2011 Nissan Leaf
Forget about the headlines and excitement around the impending delivery of the long-awaited Chevrolet Volt plug-in extended range hybrid and the Nissan Leaf plug-in EV, and the ever-increasing sales figures for the Toyota Prius, the best-selling hybrid on the planet. The researchers at J. D. Power and Associates say that future global demand for hybrid and battery electric vehicles may be "over-hyped."
Their "Drive Green 2020" report predicts green vehicle sales will remain in the single digits because of a variety of concerns we buyers have with the new technology.

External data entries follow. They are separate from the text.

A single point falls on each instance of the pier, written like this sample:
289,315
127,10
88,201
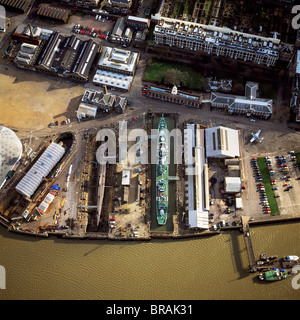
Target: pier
266,263
248,243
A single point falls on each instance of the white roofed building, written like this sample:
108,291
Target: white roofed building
10,152
42,167
233,185
196,183
222,142
248,104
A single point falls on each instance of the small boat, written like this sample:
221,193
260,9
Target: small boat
274,275
290,258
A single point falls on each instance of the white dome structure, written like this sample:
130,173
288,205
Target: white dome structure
10,152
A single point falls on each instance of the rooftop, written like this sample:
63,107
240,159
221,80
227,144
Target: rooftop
10,152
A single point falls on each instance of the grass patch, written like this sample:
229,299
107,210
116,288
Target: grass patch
157,72
262,164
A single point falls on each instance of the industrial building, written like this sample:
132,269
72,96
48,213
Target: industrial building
249,104
222,142
118,4
3,21
67,56
233,184
10,152
196,183
118,60
52,12
174,96
40,170
92,101
22,6
219,41
138,22
116,68
112,80
30,34
121,33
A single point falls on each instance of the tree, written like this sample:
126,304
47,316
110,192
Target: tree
172,76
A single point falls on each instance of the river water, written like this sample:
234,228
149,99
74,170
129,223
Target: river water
203,268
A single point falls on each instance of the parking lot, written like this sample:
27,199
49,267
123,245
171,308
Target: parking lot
276,178
287,184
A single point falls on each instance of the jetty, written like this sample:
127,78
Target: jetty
248,243
266,263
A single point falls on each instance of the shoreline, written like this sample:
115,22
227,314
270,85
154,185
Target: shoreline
152,236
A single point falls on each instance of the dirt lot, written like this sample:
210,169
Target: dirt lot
31,101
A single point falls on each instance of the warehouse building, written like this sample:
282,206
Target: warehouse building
196,183
40,170
222,142
22,6
3,21
138,22
10,152
68,57
52,12
175,96
116,68
93,101
249,104
118,61
233,185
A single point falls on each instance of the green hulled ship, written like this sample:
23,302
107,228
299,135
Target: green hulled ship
274,275
162,173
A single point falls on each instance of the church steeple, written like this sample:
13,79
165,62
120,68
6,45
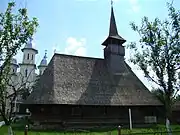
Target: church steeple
114,37
114,51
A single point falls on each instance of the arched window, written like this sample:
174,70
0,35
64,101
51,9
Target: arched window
28,56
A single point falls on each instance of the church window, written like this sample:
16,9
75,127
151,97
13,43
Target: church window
26,72
76,111
28,56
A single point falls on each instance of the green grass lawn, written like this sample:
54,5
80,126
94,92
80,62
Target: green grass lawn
4,131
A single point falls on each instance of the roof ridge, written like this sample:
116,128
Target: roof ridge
75,56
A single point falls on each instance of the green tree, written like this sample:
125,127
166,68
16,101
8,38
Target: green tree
15,30
157,54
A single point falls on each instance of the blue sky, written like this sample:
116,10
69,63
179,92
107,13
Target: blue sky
78,27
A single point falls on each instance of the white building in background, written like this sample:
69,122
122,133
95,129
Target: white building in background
24,74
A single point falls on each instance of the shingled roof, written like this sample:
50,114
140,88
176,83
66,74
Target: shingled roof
87,81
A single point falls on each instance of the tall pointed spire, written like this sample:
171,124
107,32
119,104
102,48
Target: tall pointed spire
112,29
113,32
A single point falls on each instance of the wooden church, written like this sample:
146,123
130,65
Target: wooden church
81,92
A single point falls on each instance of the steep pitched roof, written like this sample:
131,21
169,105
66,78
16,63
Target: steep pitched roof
87,81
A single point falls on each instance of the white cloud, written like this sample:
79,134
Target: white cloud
134,6
75,46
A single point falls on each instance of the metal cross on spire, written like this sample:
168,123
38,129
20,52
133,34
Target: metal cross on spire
45,56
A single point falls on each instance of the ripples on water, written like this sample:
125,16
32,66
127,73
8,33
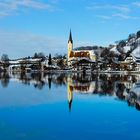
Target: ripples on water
69,106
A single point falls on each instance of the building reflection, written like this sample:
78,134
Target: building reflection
123,87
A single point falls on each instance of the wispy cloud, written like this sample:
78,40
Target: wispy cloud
121,8
119,11
104,17
9,7
123,16
136,4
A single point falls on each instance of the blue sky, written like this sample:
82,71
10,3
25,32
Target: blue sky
29,26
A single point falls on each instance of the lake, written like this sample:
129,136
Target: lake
67,106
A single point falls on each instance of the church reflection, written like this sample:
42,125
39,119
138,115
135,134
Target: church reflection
122,87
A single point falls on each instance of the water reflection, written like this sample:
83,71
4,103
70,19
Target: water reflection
121,87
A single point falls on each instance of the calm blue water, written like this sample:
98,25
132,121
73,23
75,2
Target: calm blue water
40,111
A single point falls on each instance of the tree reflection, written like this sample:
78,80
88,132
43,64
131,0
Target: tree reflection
125,87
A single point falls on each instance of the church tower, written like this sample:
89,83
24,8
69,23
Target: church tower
70,47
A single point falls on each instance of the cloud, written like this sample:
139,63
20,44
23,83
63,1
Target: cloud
121,8
104,17
123,16
19,44
10,7
136,4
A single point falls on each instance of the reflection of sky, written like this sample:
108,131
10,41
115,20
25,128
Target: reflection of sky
92,117
17,94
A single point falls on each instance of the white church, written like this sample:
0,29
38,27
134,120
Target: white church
80,59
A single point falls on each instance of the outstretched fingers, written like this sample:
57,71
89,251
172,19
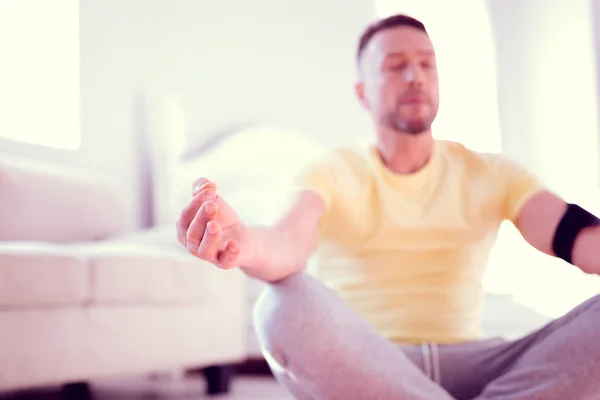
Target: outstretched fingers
203,192
229,256
211,241
195,232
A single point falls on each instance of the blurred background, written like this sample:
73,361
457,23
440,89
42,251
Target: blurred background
110,109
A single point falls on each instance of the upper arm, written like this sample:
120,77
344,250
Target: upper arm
313,192
302,218
538,219
529,205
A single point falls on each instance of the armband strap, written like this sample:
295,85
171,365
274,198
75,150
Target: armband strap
574,220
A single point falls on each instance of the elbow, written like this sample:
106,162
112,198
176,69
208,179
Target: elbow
591,267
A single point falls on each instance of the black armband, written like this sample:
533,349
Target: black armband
574,220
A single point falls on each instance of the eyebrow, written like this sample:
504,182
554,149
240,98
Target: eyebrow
402,54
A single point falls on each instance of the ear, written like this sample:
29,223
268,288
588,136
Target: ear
359,90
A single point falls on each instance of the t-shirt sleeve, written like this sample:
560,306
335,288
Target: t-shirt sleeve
518,185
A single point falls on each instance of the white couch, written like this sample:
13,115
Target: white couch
81,298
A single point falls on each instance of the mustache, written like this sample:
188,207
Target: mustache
412,94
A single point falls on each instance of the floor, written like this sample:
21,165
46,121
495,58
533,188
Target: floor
244,388
503,318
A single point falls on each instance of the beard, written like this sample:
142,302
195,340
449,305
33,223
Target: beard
412,126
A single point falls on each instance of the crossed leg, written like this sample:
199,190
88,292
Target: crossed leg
559,361
320,349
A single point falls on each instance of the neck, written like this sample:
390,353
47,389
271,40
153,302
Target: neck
404,153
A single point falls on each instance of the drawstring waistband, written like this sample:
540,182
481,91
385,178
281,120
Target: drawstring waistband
431,361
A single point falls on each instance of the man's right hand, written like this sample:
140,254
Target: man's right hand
210,229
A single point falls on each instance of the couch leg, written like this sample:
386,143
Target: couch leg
218,378
77,391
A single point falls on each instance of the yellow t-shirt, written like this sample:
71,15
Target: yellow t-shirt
408,252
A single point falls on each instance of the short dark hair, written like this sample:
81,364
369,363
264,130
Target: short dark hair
383,24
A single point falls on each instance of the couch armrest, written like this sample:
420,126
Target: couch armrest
42,202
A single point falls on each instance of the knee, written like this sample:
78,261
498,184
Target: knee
279,307
291,308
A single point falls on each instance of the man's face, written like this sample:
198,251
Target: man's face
399,82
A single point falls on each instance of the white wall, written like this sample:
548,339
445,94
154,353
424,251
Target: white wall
548,88
229,62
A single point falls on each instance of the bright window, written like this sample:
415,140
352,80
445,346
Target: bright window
464,43
39,72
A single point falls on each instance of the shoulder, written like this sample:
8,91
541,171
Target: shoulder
480,162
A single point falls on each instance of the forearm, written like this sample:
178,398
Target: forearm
586,251
273,253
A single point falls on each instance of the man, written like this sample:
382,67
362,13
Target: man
400,234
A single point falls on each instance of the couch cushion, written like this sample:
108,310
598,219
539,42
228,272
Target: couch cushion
43,202
130,273
38,274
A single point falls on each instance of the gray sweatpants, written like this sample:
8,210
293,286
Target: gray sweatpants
319,349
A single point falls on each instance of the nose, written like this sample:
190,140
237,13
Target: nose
413,75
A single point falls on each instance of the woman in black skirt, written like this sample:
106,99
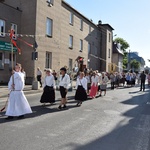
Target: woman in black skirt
48,95
81,86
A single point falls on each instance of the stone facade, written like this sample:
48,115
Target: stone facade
55,49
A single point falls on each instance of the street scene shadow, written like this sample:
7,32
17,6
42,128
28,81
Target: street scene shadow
127,135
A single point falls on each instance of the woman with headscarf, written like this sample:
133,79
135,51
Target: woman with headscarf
48,95
94,85
103,83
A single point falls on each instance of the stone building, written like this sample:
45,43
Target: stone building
62,34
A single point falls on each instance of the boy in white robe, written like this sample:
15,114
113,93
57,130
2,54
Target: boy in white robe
18,105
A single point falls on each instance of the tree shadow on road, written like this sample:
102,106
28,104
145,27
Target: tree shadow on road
131,133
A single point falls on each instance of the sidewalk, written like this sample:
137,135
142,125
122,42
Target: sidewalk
27,90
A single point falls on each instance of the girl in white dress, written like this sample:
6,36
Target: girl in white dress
18,105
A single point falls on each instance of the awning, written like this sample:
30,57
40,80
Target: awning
5,46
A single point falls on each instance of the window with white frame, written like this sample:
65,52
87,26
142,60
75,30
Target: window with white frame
49,27
2,28
48,63
89,29
71,18
81,45
70,64
109,53
95,51
81,24
109,37
1,60
89,48
71,42
50,2
14,27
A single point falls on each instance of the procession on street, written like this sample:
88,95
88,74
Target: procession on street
89,84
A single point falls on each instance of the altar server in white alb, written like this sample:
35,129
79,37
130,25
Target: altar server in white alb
18,105
64,86
81,87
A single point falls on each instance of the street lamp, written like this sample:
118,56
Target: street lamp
89,63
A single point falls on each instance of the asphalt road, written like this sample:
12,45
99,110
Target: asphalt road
118,121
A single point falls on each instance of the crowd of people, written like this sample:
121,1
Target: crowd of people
90,84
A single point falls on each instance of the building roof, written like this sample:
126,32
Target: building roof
134,55
116,49
108,25
96,25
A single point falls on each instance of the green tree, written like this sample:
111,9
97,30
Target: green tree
124,46
135,64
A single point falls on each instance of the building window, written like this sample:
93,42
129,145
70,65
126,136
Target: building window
109,37
50,2
10,60
71,18
71,42
95,51
14,27
48,63
49,27
1,60
2,28
109,53
89,29
81,45
81,24
89,48
70,64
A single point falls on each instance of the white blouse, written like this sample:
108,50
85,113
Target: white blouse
18,80
49,81
64,81
94,80
82,82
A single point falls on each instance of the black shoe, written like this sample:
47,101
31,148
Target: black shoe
64,107
59,108
9,118
20,117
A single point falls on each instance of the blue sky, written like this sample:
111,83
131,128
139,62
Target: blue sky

These include:
- we want to be green, and are interested in buying green vehicles, but don't want to pay the extra price
- prices won't come down until sales volumes increase, or until government incentives -- federal, state and local -- off-set the price premium
- we remain concerned about hybrid and electric technology, especially battery life and the cost and environmental issues of replacing a spent hybrid or electric car battery
- we buyers are not sure about the resale value of an alt-powered vehicle because of the other concerns
- we aren't in love with the look or overall power and performance of alt-powered vehicles
- we suffer "range anxiety", or the fear of running out of battery power between charges
Of course, the J. D. Power prediction of continued single-digit sales, and our concerns about price and performance, all go right out the window if and when gas prices go back to $4 a gallon.